Perfect Meringue: What’s The Secret?
Deceptively simple (after all, what’s easier than beating egg whites into stiff peaks?) meringue remains a mystery to many. Something that looks that much like a cloud, yet is solid and sweet on the fork, could intimidate anyone.
Fortunately, if you’re hoping to serve a lemon meringue pie this Thanksgiving (or, really, anytime — when is it inappropriate to have lemon meringue pie?), we’ve dug up some secrets that we hope will propel you forward into the land of the frost.
As usual, I mistrust my own terrible instincts, so I turned to Kim Laidlaw, author of this year’s must-give cookbook, Dessert of the Day. She assures me that, sure enough, making perfect meringue is not difficult, but it’s also not a process you want to hurry.
Wash a load of dishes. Really well.
“All your tools need to be completely clean and grease-free,” Laidlaw says. “The tiniest hint of yolk or grease will diminish your volume.” Like a 1980′s hair band, you must see volume as your prize, your treasure, the meaning of your existence until your pie hits the table.
Start with cold eggs.
“They separate much more easily and there’s less chance of breaking the yolk,” our meringue maven proclaims. You know how to separate eggs, right? Gently break the shell into two neat pieces, then toss the yolk back and forth from piece to piece until the white has drained into the bowl.
Then set them on the counter and do something else.
“Once they’re separated, bring the whites to room temperature,” says Laidlaw, which should take about 30 minutes. “Warm eggs will yield greater volume” when you beat them. Remember: Aquanet. Bon Jovi. Teasing combs. You’re on a mission.
Shore up your buttresses.
Most recipes will call for cream of tartar. Heed this call. It adds stability. (Some daredevils will swap in corn starch, but are you going to argue with the woman who literally wrote the book on this?)
Time the sugar correctly
Again, this isn’t a seat-of-your-pants process. You waited long enough for the eggs to reach optimal temperature, you can wait a few more moments. “Add your sugar very slowly,” says Laidlaw. “And only after you’ve started beating and the eggs have begun to foam.”

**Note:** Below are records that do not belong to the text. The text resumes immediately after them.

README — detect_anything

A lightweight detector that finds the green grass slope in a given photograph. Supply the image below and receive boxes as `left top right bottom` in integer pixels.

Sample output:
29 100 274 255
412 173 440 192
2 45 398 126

“Do not overbeat the meringue,” says Laidlaw. “That is the number-one mistake people make with their meringue: it becomes dry because they overdid it.”
Some experts will advise you to use eggs that are a few days old to get a higher volume. But Laidlaw debunks that myth. “Yes, you’ll get better loft with older eggs, but you’ll get better stability with fresher ones,” she says. They cancel each other out, so don’t sweat the age of your eggs.
Many folks also complain about the terrible waste of all those yolks, wondering if they should use Eggbeaters or another carton o’ whites product. Laidlaw says nyet. They’re pasteurized, which isn’t necessary here, and the pasteurization robs them of a lot of their volume.
But there’s a very excellent use for all those yolks: the lemon curd you’re going to fill your pie with. And that is what you call synergy.